Frequently Asked Questions
Why would I need general anesthesia for labor?
General anesthesia may be required in certain emergency situations like heavy bleeding, urgent C-section, placental problems, or issues administering regional anesthesia. It allows urgent delivery when being awake would pose too great a health risk.
What are the risks to me of being put to sleep for delivery?
Risks to the mother include breathing problems, nausea, blood clots, surgical injuries, and even very rare deaths from anesthesia complications. You also miss the experience of being awake for your baby’s birth.
What are the risks to my baby if I have general anesthesia?
Risks to the baby include premature delivery, respiratory depression, birth injuries due to forceps/vacuum use, temporary medication side effects, and delayed bonding with the mother.
How is general anesthesia administered before a C-section?
Intravenous sedative medications are given first to relax you, followed by anesthesia medications through the IV to fully put you to sleep. This happens very rapidly to allow the urgent C-section to proceed.
What alternatives allow me to stay awake for delivery?
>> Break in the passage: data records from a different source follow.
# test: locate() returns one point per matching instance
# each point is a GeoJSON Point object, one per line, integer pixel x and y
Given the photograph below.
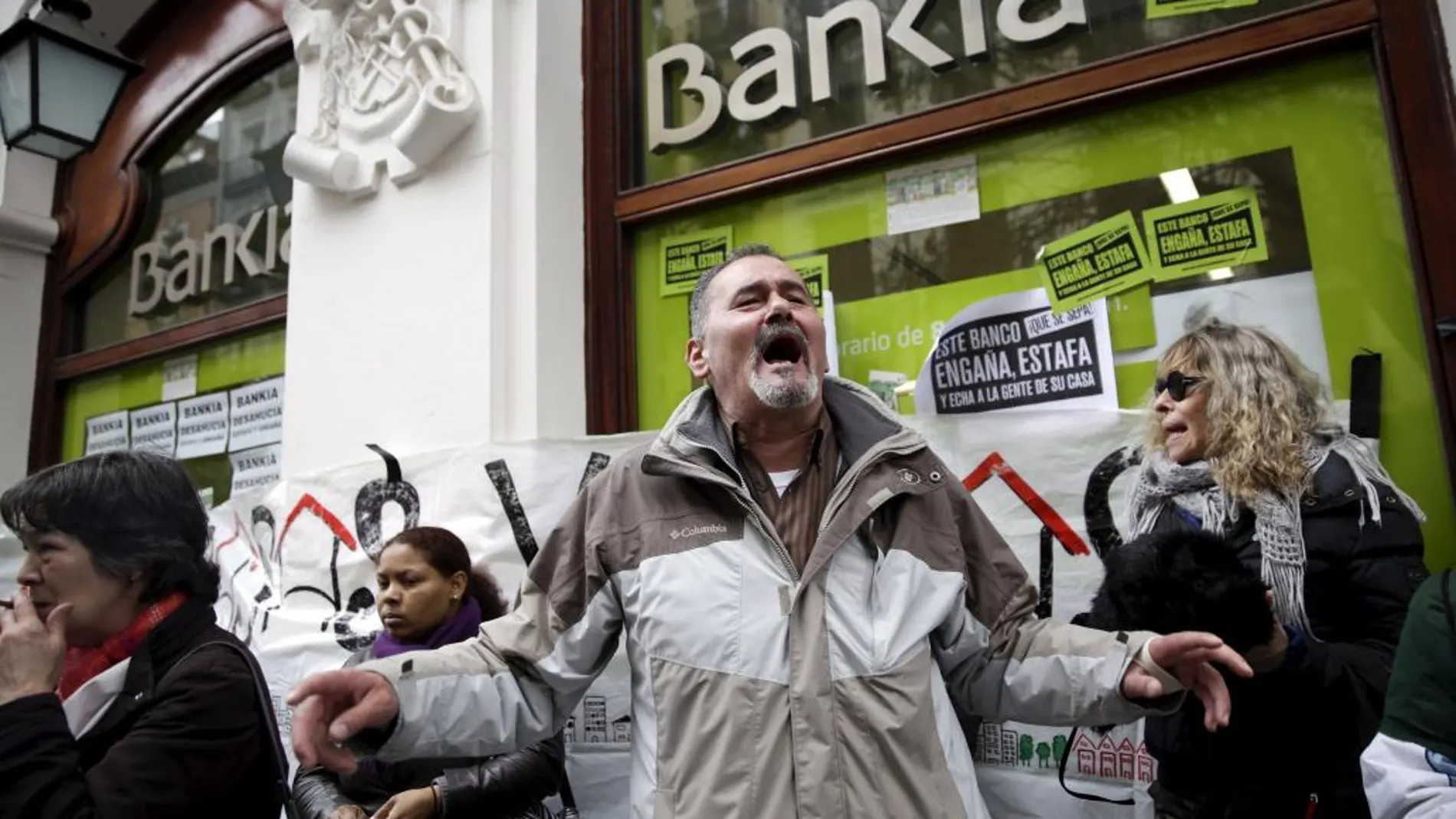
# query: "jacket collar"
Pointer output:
{"type": "Point", "coordinates": [862, 425]}
{"type": "Point", "coordinates": [174, 637]}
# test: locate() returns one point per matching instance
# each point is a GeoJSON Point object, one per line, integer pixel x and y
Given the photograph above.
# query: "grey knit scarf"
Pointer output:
{"type": "Point", "coordinates": [1276, 516]}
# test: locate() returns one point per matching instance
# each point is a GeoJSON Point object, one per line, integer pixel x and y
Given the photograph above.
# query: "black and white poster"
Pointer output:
{"type": "Point", "coordinates": [203, 427]}
{"type": "Point", "coordinates": [155, 430]}
{"type": "Point", "coordinates": [257, 415]}
{"type": "Point", "coordinates": [1012, 352]}
{"type": "Point", "coordinates": [108, 432]}
{"type": "Point", "coordinates": [257, 469]}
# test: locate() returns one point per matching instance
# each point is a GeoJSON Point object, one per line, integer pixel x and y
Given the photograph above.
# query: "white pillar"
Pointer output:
{"type": "Point", "coordinates": [27, 234]}
{"type": "Point", "coordinates": [444, 310]}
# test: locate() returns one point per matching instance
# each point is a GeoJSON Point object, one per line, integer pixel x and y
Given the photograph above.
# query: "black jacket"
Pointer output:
{"type": "Point", "coordinates": [1299, 731]}
{"type": "Point", "coordinates": [493, 788]}
{"type": "Point", "coordinates": [171, 747]}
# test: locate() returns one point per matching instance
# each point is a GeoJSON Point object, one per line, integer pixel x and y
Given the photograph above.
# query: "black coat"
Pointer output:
{"type": "Point", "coordinates": [1299, 731]}
{"type": "Point", "coordinates": [171, 747]}
{"type": "Point", "coordinates": [491, 788]}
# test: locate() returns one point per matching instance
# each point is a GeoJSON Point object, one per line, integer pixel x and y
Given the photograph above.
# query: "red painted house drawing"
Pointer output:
{"type": "Point", "coordinates": [1113, 761]}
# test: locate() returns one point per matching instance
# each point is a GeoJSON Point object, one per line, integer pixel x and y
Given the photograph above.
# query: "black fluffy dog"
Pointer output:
{"type": "Point", "coordinates": [1182, 581]}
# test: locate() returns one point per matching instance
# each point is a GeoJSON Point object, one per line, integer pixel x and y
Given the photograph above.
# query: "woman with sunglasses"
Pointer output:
{"type": "Point", "coordinates": [1242, 444]}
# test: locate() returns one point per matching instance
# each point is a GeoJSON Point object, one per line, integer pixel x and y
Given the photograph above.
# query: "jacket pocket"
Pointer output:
{"type": "Point", "coordinates": [664, 804]}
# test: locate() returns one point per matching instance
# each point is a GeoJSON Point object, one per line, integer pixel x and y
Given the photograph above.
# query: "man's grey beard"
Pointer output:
{"type": "Point", "coordinates": [782, 396]}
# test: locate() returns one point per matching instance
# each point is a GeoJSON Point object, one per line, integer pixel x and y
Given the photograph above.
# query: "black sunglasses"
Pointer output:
{"type": "Point", "coordinates": [1177, 385]}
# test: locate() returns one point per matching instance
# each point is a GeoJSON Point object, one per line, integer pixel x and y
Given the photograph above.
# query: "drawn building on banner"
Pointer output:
{"type": "Point", "coordinates": [595, 719]}
{"type": "Point", "coordinates": [622, 729]}
{"type": "Point", "coordinates": [1111, 760]}
{"type": "Point", "coordinates": [1107, 758]}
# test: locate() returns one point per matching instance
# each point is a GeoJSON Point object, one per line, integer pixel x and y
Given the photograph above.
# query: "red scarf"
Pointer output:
{"type": "Point", "coordinates": [85, 663]}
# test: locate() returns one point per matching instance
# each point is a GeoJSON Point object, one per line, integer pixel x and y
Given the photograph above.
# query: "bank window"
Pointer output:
{"type": "Point", "coordinates": [724, 82]}
{"type": "Point", "coordinates": [225, 427]}
{"type": "Point", "coordinates": [1302, 147]}
{"type": "Point", "coordinates": [216, 231]}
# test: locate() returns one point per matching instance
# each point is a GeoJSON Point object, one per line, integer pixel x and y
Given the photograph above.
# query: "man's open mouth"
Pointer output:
{"type": "Point", "coordinates": [784, 348]}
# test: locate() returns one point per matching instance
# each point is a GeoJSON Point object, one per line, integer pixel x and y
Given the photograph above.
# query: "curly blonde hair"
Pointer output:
{"type": "Point", "coordinates": [1264, 408]}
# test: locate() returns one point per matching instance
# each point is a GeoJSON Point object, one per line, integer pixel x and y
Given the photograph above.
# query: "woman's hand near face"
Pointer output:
{"type": "Point", "coordinates": [32, 652]}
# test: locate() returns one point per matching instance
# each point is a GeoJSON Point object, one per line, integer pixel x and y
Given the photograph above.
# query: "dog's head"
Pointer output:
{"type": "Point", "coordinates": [1182, 581]}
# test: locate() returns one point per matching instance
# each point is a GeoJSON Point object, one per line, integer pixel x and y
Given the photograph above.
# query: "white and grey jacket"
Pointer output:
{"type": "Point", "coordinates": [760, 691]}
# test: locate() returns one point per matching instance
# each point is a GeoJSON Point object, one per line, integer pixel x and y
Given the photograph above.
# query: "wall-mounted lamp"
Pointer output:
{"type": "Point", "coordinates": [58, 84]}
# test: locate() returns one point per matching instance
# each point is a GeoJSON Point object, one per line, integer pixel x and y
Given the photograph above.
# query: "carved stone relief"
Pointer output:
{"type": "Point", "coordinates": [391, 90]}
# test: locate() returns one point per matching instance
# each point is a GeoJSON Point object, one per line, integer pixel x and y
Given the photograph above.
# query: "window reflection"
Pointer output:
{"type": "Point", "coordinates": [218, 213]}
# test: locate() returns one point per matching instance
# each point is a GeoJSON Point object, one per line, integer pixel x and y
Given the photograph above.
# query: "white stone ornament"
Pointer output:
{"type": "Point", "coordinates": [391, 90]}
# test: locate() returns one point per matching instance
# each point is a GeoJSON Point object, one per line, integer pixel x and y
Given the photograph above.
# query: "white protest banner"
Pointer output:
{"type": "Point", "coordinates": [254, 469]}
{"type": "Point", "coordinates": [108, 432]}
{"type": "Point", "coordinates": [299, 574]}
{"type": "Point", "coordinates": [155, 430]}
{"type": "Point", "coordinates": [1012, 352]}
{"type": "Point", "coordinates": [257, 415]}
{"type": "Point", "coordinates": [203, 427]}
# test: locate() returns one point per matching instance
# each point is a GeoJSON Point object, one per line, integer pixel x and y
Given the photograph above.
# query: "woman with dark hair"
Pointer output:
{"type": "Point", "coordinates": [430, 597]}
{"type": "Point", "coordinates": [118, 693]}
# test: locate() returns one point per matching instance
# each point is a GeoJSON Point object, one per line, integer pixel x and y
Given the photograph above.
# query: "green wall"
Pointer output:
{"type": "Point", "coordinates": [1328, 113]}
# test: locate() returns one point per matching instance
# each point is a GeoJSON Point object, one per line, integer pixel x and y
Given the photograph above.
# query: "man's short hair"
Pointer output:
{"type": "Point", "coordinates": [137, 514]}
{"type": "Point", "coordinates": [697, 307]}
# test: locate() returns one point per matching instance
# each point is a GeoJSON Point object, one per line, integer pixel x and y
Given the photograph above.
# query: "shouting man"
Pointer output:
{"type": "Point", "coordinates": [804, 588]}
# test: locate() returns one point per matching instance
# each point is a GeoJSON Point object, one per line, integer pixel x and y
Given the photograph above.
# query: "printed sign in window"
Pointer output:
{"type": "Point", "coordinates": [689, 257]}
{"type": "Point", "coordinates": [1095, 262]}
{"type": "Point", "coordinates": [1213, 231]}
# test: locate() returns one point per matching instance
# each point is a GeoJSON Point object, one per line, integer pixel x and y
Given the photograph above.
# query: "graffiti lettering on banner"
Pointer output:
{"type": "Point", "coordinates": [257, 415]}
{"type": "Point", "coordinates": [1014, 352]}
{"type": "Point", "coordinates": [155, 430]}
{"type": "Point", "coordinates": [1215, 231]}
{"type": "Point", "coordinates": [687, 257]}
{"type": "Point", "coordinates": [1095, 262]}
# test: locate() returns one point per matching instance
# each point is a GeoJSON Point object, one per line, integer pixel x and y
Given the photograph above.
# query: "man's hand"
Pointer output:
{"type": "Point", "coordinates": [32, 652]}
{"type": "Point", "coordinates": [334, 706]}
{"type": "Point", "coordinates": [1189, 657]}
{"type": "Point", "coordinates": [420, 804]}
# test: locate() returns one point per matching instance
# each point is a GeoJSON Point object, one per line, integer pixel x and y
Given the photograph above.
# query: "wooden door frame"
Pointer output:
{"type": "Point", "coordinates": [195, 54]}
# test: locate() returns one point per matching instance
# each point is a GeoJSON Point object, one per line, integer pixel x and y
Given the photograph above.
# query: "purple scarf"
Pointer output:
{"type": "Point", "coordinates": [461, 627]}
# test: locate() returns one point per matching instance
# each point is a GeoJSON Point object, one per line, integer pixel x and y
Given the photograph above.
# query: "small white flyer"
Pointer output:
{"type": "Point", "coordinates": [255, 415]}
{"type": "Point", "coordinates": [155, 430]}
{"type": "Point", "coordinates": [179, 378]}
{"type": "Point", "coordinates": [203, 427]}
{"type": "Point", "coordinates": [933, 194]}
{"type": "Point", "coordinates": [108, 432]}
{"type": "Point", "coordinates": [255, 469]}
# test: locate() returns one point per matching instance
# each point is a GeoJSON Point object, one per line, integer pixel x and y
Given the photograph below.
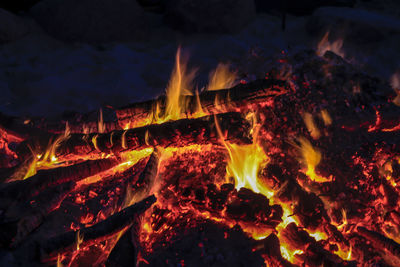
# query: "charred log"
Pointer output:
{"type": "Point", "coordinates": [25, 189]}
{"type": "Point", "coordinates": [175, 133]}
{"type": "Point", "coordinates": [213, 102]}
{"type": "Point", "coordinates": [100, 231]}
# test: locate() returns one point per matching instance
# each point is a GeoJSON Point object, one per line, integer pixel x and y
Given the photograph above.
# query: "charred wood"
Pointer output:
{"type": "Point", "coordinates": [230, 99]}
{"type": "Point", "coordinates": [100, 231]}
{"type": "Point", "coordinates": [175, 133]}
{"type": "Point", "coordinates": [25, 189]}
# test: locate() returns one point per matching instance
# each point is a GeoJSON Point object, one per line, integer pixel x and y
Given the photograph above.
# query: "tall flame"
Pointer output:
{"type": "Point", "coordinates": [180, 84]}
{"type": "Point", "coordinates": [221, 78]}
{"type": "Point", "coordinates": [311, 158]}
{"type": "Point", "coordinates": [395, 82]}
{"type": "Point", "coordinates": [245, 162]}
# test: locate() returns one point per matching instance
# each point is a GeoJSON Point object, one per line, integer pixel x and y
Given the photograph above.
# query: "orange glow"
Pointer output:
{"type": "Point", "coordinates": [101, 128]}
{"type": "Point", "coordinates": [79, 239]}
{"type": "Point", "coordinates": [48, 158]}
{"type": "Point", "coordinates": [395, 82]}
{"type": "Point", "coordinates": [325, 45]}
{"type": "Point", "coordinates": [221, 78]}
{"type": "Point", "coordinates": [245, 162]}
{"type": "Point", "coordinates": [311, 158]}
{"type": "Point", "coordinates": [325, 117]}
{"type": "Point", "coordinates": [311, 127]}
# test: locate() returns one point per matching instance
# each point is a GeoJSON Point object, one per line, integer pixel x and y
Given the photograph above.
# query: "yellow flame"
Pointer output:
{"type": "Point", "coordinates": [180, 84]}
{"type": "Point", "coordinates": [47, 159]}
{"type": "Point", "coordinates": [325, 45]}
{"type": "Point", "coordinates": [245, 161]}
{"type": "Point", "coordinates": [311, 127]}
{"type": "Point", "coordinates": [395, 82]}
{"type": "Point", "coordinates": [100, 124]}
{"type": "Point", "coordinates": [311, 157]}
{"type": "Point", "coordinates": [221, 78]}
{"type": "Point", "coordinates": [59, 259]}
{"type": "Point", "coordinates": [79, 239]}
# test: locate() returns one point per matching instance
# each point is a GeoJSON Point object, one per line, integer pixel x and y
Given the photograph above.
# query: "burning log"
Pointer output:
{"type": "Point", "coordinates": [65, 242]}
{"type": "Point", "coordinates": [271, 250]}
{"type": "Point", "coordinates": [380, 242]}
{"type": "Point", "coordinates": [175, 133]}
{"type": "Point", "coordinates": [28, 188]}
{"type": "Point", "coordinates": [213, 102]}
{"type": "Point", "coordinates": [21, 219]}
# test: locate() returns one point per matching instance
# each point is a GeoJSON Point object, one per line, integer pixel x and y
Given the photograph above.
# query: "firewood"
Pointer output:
{"type": "Point", "coordinates": [230, 99]}
{"type": "Point", "coordinates": [380, 242]}
{"type": "Point", "coordinates": [175, 133]}
{"type": "Point", "coordinates": [66, 241]}
{"type": "Point", "coordinates": [147, 178]}
{"type": "Point", "coordinates": [21, 219]}
{"type": "Point", "coordinates": [270, 247]}
{"type": "Point", "coordinates": [30, 187]}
Safer options that preserve consciousness include epidurals, spinal blocks, local anesthesia, nitrous oxide gas, and intravenous pain relievers. These are strongly preferred over general anesthesia when possible.
While general anesthesia for childbirth is possible if essential for an emergency delivery, it is rarely ideal or recommended. Being unconscious puts both the mother and baby at higher risk for complications. That is why this option is limited to severely problematic situations where the hazards of being awake and in pain could be life-threatening for the mother. When able, other forms of analgesia that allow wakefulness are much safer alternatives during labor and delivery. But if an emergent C-section or other urgent delivery is needed, general anesthesia remains an available option to rapidly achieve an unconscious state despite the disadvantages involved.